Re: [PATCH v14 2/7] mm: add VM_DROPPABLE for designating always lazily freeable mappings

[Ingo Molnar <mingo@kernel.org>]

* Jason A. Donenfeld <Jason@zx2c4.com> wrote:

> On Tue, Jan 03, 2023 at 11:50:43AM +0100, Ingo Molnar wrote:
> > 
> > * Jason A. Donenfeld <Jason@zx2c4.com> wrote:
> > 
> > > The vDSO getrandom() implementation works with a buffer allocated with a
> > > new system call that has certain requirements:
> > > 
> > > - It shouldn't be written to core dumps.
> > >   * Easy: VM_DONTDUMP.
> > > - It should be zeroed on fork.
> > >   * Easy: VM_WIPEONFORK.
> > > 
> > > - It shouldn't be written to swap.
> > >   * Uh-oh: mlock is rlimited.
> > >   * Uh-oh: mlock isn't inherited by forks.
> > > 
> > > - It shouldn't reserve actual memory, but it also shouldn't crash when
> > >   page faulting in memory if none is available
> > >   * Uh-oh: MAP_NORESERVE respects vm.overcommit_memory=2.
> > >   * Uh-oh: VM_NORESERVE means segfaults.
> > > 
> > > It turns out that the vDSO getrandom() function has three really nice
> > > characteristics that we can exploit to solve this problem:
> > > 
> > > 1) Due to being wiped during fork(), the vDSO code is already robust to
> > >    having the contents of the pages it reads zeroed out midway through
> > >    the function's execution.
> > > 
> > > 2) In the absolute worst case of whatever contingency we're coding for,
> > >    we have the option to fallback to the getrandom() syscall, and
> > >    everything is fine.
> > > 
> > > 3) The buffers the function uses are only ever useful for a maximum of
> > >    60 seconds -- a sort of cache, rather than a long term allocation.
> > > 
> > > These characteristics mean that we can introduce VM_DROPPABLE, which
> > > has the following semantics:
> > > 
> > > a) It never is written out to swap.
> > > b) Under memory pressure, mm can just drop the pages (so that they're
> > >    zero when read back again).
> > > c) If there's not enough memory to service a page fault, it's not fatal,
> > >    and no signal is sent. Instead, writes are simply lost.
> > > d) It is inherited by fork.
> > > e) It doesn't count against the mlock budget, since nothing is locked.
> > > 
> > > This is fairly simple to implement, with the one snag that we have to
> > > use 64-bit VM_* flags, but this shouldn't be a problem, since the only
> > > consumers will probably be 64-bit anyway.
> > > 
> > > This way, allocations used by vDSO getrandom() can use:
> > > 
> > >     VM_DROPPABLE | VM_DONTDUMP | VM_WIPEONFORK | VM_NORESERVE
> > > 
> > > And there will be no problem with OOMing, crashing on overcommitment,
> > > using memory when not in use, not wiping on fork(), coredumps, or
> > > writing out to swap.
> > > 
> > > At the moment, rather than skipping writes on OOM, the fault handler
> > > just returns to userspace, and the instruction is retried. This isn't
> > > terrible, but it's not quite what is intended. The actual instruction
> > > skipping has to be implemented arch-by-arch, but so does this whole
> > > vDSO series, so that's fine. The following commit addresses it for x86.
> > 
> > Yeah, so VM_DROPPABLE adds a whole lot of complexity, corner cases, per 
> > arch low level work and rarely tested functionality (seriously, whose 
> > desktop system touches swap these days?), just so we can add a few pages of 
> > per thread vDSO data of a quirky type that in 99.999% of cases won't ever 
> > be 'dropped' from under the functionality that is using it and will thus 
> > bitrot fast?
> 
> It sounds like you've misunderstood the issue.
> 
> Firstly, the arch work is +19 lines (in the vdso branch of random.git).

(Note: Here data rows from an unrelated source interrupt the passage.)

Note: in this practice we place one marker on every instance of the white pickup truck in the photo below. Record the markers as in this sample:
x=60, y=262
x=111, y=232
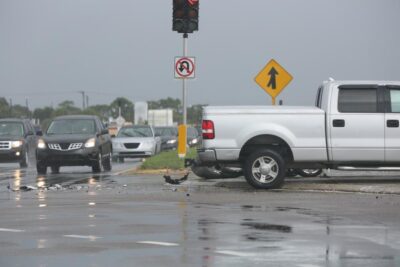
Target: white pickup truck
x=354, y=125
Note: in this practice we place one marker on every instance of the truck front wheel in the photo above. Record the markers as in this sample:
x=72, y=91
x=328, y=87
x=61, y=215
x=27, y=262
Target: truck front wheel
x=265, y=169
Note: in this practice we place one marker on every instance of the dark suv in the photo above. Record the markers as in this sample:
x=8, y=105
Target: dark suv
x=17, y=141
x=78, y=140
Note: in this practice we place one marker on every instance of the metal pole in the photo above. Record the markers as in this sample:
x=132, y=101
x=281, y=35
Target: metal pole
x=184, y=85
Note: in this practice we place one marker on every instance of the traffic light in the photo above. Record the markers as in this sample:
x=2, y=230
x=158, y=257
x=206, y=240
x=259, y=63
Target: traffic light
x=185, y=16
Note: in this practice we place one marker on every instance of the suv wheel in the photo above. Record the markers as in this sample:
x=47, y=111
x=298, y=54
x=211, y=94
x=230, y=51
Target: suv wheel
x=107, y=163
x=24, y=162
x=265, y=169
x=98, y=165
x=41, y=169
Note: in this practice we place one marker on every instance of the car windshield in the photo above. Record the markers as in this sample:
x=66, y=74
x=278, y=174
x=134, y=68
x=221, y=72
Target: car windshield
x=135, y=132
x=166, y=131
x=72, y=126
x=11, y=129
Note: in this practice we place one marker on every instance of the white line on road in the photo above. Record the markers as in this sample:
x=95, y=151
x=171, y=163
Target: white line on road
x=90, y=237
x=11, y=230
x=165, y=244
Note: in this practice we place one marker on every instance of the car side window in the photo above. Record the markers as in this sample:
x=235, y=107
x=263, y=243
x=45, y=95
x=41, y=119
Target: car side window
x=319, y=98
x=358, y=100
x=394, y=100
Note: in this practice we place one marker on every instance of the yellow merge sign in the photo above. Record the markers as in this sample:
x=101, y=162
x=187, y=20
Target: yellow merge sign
x=273, y=78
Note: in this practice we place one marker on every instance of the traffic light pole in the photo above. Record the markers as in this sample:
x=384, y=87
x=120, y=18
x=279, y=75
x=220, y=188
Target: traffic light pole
x=184, y=80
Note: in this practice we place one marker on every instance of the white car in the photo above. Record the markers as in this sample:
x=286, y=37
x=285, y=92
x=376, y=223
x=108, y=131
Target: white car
x=137, y=141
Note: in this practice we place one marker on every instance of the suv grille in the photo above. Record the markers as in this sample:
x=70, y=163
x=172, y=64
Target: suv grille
x=131, y=145
x=65, y=146
x=5, y=145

For a single architecture: x86.

And it's only 19 lines because x86 already happens to have a bunch of 
complexity implemented, such as a safe instruction decoder that allows the 
skipping of an instruction - which relies on thousands of lines of 
complexity.

On an architecture where this isn't present, it would have to be 
implemented to support the instruction-skipping aspect of VM_DROPPABLE.

Even on x86, it's not common today for the software-decoder to be used in 
unprivileged code - primary use was debugging & instrumentation code. So 
your patches bring this piece of complexity to a much larger scope of 
untrusted user-space functionality.

> That's very small and basic. Don't misrepresent it just to make a point.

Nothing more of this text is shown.